By using the Overlays library to create stat bars you get all of the easy ways to manipulate overlays that the library provides. You can change a stat bar's position, icon, layer. You can also easily control who the stat bar is visible to. It's very easy to make your health meter only visible to people in your party, or, in an RTS, make health meters on your units that are visible only to you.

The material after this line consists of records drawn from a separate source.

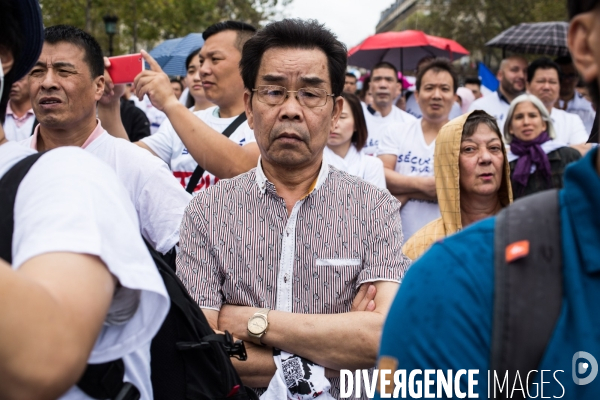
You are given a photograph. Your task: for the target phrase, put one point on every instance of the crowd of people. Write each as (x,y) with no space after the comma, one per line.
(328,228)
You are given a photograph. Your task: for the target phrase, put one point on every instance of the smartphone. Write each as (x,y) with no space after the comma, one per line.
(124,69)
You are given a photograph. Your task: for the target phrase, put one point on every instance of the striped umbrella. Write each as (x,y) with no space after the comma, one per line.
(549,38)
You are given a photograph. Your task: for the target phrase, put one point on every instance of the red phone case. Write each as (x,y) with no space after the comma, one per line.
(124,69)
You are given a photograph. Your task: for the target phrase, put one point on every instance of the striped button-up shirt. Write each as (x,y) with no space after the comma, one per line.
(239,246)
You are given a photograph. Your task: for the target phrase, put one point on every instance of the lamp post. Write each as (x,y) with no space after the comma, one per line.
(110,26)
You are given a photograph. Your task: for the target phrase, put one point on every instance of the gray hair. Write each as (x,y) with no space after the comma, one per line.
(541,108)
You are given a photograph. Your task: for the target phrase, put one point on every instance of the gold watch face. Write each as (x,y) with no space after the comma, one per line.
(257,325)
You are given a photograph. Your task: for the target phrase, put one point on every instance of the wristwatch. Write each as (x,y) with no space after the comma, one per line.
(257,325)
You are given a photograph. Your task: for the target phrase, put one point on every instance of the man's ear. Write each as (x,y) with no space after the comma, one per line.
(248,108)
(579,41)
(99,87)
(7,59)
(338,106)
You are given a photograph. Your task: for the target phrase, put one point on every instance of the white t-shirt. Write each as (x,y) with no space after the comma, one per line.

The demo I added uses a slightly different approach than the other library. I prefer to define things this way:
HealthMeter
parent_type = /StatBar
stat_name = "health"
max_name = "max_health"
icon = 'overlays-demo-icons.dmi'
num_states = 15
state_name = "health-bar-"
New()
..()
// shift the overlay down 7 pixels
overlay.PixelY(-7)
// to create the health meter:
mob.health_meter = new /HealthMeter(mob)
Instead of this way:
mob.health_meter = new /bar_overlay(mob, 'health-bar.dmi', 15, "health", "max_health", pixel_y = -7, state_prefix = "health-bar-")
The second approach has the definition of the health bar's properties in the same place where you're using the health bar. The first example gives you a separate place for defining the properties of the health meter. That way, if they get more complex, it doesn't complicate the code that simply uses the health meter.
Also, by creating a custom object type to be your health meter, you can add additional procs (or override existing ones) to change how it works. When every stat bar uses the /bar_overlay type, you're stuck with the same behavior for each one.
Although I like how you automatically determine the num_states if it's unspecified. That's pretty handy.